11 9
Oph
☀6.6mag
Ø 20'
Drawing Bertrand Laville

Charles Messier discovered M10 = NGC 6254 = h1972 on 29 May 1764. William Herschel first observed the globular on 21 May 1783 with his 8-inch (10-ft focal length) and noted "With 227 I suspected it to consist of stars; with 460 I can see several of them, but they are too small to be counted." In 1784 and 1791 he observed M10 with his 18.7-inch and noted "A beautiful cluster of extremely compressed stars; it resembles the 53d [M53]; and the most compressed part is about 3 or 4 minutes in diameter."

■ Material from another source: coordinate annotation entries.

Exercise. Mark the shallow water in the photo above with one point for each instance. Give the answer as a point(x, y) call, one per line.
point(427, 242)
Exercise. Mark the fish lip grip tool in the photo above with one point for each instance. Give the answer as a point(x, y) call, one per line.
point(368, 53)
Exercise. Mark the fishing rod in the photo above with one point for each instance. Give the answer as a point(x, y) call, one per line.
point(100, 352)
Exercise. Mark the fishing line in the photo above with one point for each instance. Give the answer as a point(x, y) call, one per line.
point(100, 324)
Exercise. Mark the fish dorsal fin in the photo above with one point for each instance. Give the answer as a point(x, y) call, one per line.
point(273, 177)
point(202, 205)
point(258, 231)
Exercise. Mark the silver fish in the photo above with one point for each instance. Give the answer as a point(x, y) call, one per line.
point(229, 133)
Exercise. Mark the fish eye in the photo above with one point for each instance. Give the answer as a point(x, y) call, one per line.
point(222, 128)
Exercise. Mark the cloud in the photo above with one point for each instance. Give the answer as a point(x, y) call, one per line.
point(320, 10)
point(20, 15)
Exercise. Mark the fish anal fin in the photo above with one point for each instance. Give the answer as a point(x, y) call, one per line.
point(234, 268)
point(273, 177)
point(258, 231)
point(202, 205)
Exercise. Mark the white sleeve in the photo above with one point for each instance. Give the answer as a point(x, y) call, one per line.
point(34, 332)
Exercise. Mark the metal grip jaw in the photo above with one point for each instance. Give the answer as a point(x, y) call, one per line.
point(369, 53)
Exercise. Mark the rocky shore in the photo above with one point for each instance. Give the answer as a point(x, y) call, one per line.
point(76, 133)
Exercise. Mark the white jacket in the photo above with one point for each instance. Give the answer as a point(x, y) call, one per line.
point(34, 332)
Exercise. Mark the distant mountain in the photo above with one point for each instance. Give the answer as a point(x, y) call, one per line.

On 1 Jun 1831 (not registered as a sweep), John Herschel logged, "a superb cluster of very compressed stars, gbM. The stars are 10...15m, and run up to a blaze in the centre, but I see no nucleus. Diam about 6'; a noble object." His first observation was on 30 May 1821, the second night he was learning how to sweep.

200/250mm - 8" (6/19/82): bright lively core highly resolved. The outer halo is highly resolved with several long, distinct streamers.

300/350mm - 13.1" (6/19/82): very bright, fairly large, intense core richly covered with fairly bright stars. Scores of stars are resolved in the outer halo.

400/500mm - 17.5" (7/15/99): beautifully resolved at 220x. The halo appears to extend to nearly 14' although the star density is very low in the outer edge of the halo. The inner halo is sharply concentrated with a very bright 5'x4' core which is elongated SW-NE. The cluster is highly resolved into mag 12/13 stars from edge to edge (too numerous to count) with the stars very densely packed over the core. A second layer of mag 13/14 stars is superimposed over the core. The halo contains a number of strings including a long string to the south which curves east and a string to the north which curves west. Also two parallel linear strings head north or NNE from the core.